CII has welcomed the Budget 2013-14 as a growth-oriented Budget that would kickstart the next cycle of investment. Coming in the backdrop of challenging global and domestic macro-economic conditions, the Budget makes laudable efforts to optimise growth drivers while addressing inclusive and sustained development. CII is happy that many of its suggestions have found mention in the Budget.
“The Budget meets most of our concerns regarding fiscal consolidation, investment incentives, and inclusive growth. These are in alignment with CII’s submissions in its pre-Budget Memorandum to the Finance Ministry,” said Mr Adi Godrej, President, CII. Fiscal deficit has been maintained below the target at 5.2% for 2012-13 and at 4.8% for 2013-14.
Mr Godrej added, “Budget 2013-14 promises to adhere to the fiscal deficit roadmap as laid out by the Finance Minister last year. This will boost growth, curtail inflation and help in ratings. Emphasis on agriculture, technology and innovation and science and technology is very welcome as it adds to future growth prospects.”
CII particularly welcomes the stress placed on inclusive growth and development. Plan expenditure has been raised by almost 30%, and inflationary pressures due to supply side measures are sought to be dampened. This would encourage further monetary steps to lower interest rates which would spark investments. The expenditure on education and healthcare has been increased substantially, while skill development has received a big boost. This is in line with CII’s emphasis on enhancing human talent capacities.
The slide in investments and savings, particularly household savings, would be arrested through targeted measures. Investment allowance of 15% in plant and machinery was a key recommendation from CII and should incentivise corporates to undertake new projects. For savings, positive steps have been taken to encourage household savings in the financial instruments, especially capital markets and low-cost housing. This would add to investible resources, noted the CII press release.
CII is happy to note that the Budget aligns with its recommendation for not making changes to the indirect tax rates, which would have deepened the slowdown in industry. On the other hand, industry would welcome the possibility of a consensus emerging on GST and the new tax being implemented soon, as mentioned by the Finance Minister in his speech. CII feels that the implementation of GST would add upto 2 percentage points to GDP growth rates.

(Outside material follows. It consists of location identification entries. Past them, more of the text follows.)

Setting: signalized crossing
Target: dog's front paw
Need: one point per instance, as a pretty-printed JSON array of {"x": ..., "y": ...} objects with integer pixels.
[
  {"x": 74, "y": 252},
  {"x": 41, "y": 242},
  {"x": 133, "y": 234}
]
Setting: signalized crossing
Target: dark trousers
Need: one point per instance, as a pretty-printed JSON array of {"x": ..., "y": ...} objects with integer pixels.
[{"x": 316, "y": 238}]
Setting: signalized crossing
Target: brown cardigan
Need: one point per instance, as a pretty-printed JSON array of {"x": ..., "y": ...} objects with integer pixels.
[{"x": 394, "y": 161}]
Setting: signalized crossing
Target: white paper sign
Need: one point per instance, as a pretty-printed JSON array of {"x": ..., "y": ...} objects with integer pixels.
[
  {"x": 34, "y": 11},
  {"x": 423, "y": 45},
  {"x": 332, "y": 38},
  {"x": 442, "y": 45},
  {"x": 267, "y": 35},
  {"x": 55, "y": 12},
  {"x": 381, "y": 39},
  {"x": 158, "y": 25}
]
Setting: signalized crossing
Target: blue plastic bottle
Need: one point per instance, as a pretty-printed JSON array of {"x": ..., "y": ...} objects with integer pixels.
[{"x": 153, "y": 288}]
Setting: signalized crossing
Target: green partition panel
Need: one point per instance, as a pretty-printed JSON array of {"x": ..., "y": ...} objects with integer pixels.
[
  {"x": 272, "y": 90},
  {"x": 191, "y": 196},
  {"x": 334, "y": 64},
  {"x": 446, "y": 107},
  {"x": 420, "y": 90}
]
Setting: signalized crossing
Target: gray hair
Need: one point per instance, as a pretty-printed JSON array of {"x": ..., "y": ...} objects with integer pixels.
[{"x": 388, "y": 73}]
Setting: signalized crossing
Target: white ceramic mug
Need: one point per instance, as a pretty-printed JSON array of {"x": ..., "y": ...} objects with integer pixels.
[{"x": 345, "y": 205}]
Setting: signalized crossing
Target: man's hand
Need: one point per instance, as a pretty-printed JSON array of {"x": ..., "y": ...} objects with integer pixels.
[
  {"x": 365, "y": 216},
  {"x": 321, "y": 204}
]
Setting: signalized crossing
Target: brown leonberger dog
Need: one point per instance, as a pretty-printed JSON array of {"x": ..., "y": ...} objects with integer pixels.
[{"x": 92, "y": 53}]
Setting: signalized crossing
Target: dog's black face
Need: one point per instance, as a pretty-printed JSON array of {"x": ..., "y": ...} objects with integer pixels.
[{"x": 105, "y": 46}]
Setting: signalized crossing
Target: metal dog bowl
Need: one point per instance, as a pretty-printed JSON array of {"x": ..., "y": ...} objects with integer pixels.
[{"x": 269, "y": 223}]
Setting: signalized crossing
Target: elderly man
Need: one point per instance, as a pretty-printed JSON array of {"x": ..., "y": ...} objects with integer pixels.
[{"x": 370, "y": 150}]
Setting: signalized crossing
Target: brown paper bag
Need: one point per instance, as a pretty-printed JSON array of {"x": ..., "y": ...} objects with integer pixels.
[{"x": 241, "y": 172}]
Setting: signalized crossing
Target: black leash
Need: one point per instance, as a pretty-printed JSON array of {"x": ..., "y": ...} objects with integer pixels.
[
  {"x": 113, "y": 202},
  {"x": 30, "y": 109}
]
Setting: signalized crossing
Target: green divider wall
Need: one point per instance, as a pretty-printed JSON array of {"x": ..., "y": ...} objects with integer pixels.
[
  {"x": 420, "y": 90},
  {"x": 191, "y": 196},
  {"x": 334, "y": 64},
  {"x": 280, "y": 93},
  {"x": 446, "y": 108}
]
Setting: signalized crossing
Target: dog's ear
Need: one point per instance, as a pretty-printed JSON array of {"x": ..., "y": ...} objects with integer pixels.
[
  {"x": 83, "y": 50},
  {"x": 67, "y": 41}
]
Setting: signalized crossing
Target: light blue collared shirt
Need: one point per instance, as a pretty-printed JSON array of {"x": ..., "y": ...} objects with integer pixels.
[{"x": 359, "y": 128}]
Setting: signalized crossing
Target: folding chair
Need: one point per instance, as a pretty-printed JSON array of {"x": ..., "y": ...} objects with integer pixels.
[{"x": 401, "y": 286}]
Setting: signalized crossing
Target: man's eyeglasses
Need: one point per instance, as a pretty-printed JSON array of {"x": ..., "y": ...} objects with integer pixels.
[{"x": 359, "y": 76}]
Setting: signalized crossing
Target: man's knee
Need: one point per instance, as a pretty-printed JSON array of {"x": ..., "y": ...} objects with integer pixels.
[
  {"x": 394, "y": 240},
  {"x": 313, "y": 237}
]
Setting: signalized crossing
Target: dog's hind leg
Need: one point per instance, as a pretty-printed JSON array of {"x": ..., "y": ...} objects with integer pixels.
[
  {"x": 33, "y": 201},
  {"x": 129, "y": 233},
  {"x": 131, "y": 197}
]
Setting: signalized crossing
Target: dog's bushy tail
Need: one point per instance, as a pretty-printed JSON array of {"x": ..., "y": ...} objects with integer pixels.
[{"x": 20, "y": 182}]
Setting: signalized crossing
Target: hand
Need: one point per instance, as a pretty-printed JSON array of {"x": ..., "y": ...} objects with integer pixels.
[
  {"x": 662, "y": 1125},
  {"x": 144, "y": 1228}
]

CII welcomes the measures announced to increase investment in the infrastructure and the energy sectors. These include measures on the financing side such as allowing tax free bonds of upto Rs 50,000 crore and the operation of infrastructure debt funds. In addition, the Finance Minister has promised to address specific bottlenecks in sectors such as roads and oil and gas.
The measures to encourage micro, small and medium enterprises should go a long way in helping these firms to scale up and invest in technology. The three-year extension of non-tax benefits after a unit attains medium size would encourage growth and employment creation.
However, CII believes that introduction of Commodities Transaction Tax could impact non-agriculture commodity transactions adversely. In the oil and gas sector, shift from cost recovery to revenue sharing is of concern as it could hamper exploration in remote areas.
The target of raising nearly Rs 56,000 crore by way of disinvestment is welcome and CII hopes initiatives will be taken to spread the issues throughout the year. Overall, the Finance Minister has done a commendable job in raising revenues wherever possible and allocating the expenditure judiciously.